There are a number of requirements that must be met for a will to be valid and one of these is that the signing of the will must be witnessed by two people who are not beneficiaries.
A recent case before the High Court turned on that point. It was brought by the long-estranged son of a man who died in 2011. The son only became aware of his father’s death in 2015 and brought a claim under the Inheritance (Provision for Family and Dependants) Act 1975 that financial provision should be made for him as he was not a beneficiary under his father’s will. Instead, the will left his estate to his friend and next-door neighbour, who was also appointed his executor. The will was a home-made one and was signed on the bonnet of a car in the man’s driveway.
The son had to apply to the court to proceed with his claim as the statutory time limit that applies in such cases had long passed. When he went to court, however, he contended that the will was not validly created and thus the estate should have been administered as if it had not existed. That would have resulted in the estate being divided between him and his half-brother.

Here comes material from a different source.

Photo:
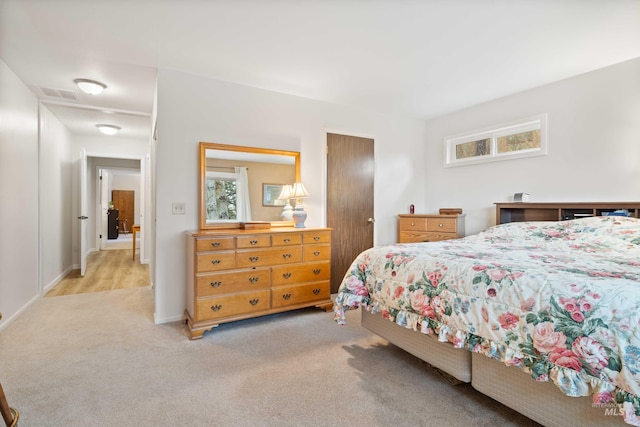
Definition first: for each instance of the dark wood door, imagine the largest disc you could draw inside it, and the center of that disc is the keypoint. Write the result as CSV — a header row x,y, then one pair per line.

The claim was based on the evidence of an enquiry agency which had interviewed the witnesses to the will. They had given conflicting evidence about the circumstances in which it had been signed. However, after hearing extensive evidence, and levelling considerable criticism at the enquiry agents regarding the manner in which they had obtained the witness statements, the judge ruled that the will had been validly signed. The conflict in the evidence of the will’s witnesses was explained, at least in part, by the fact that one of them suffers from some memory loss due to dementia.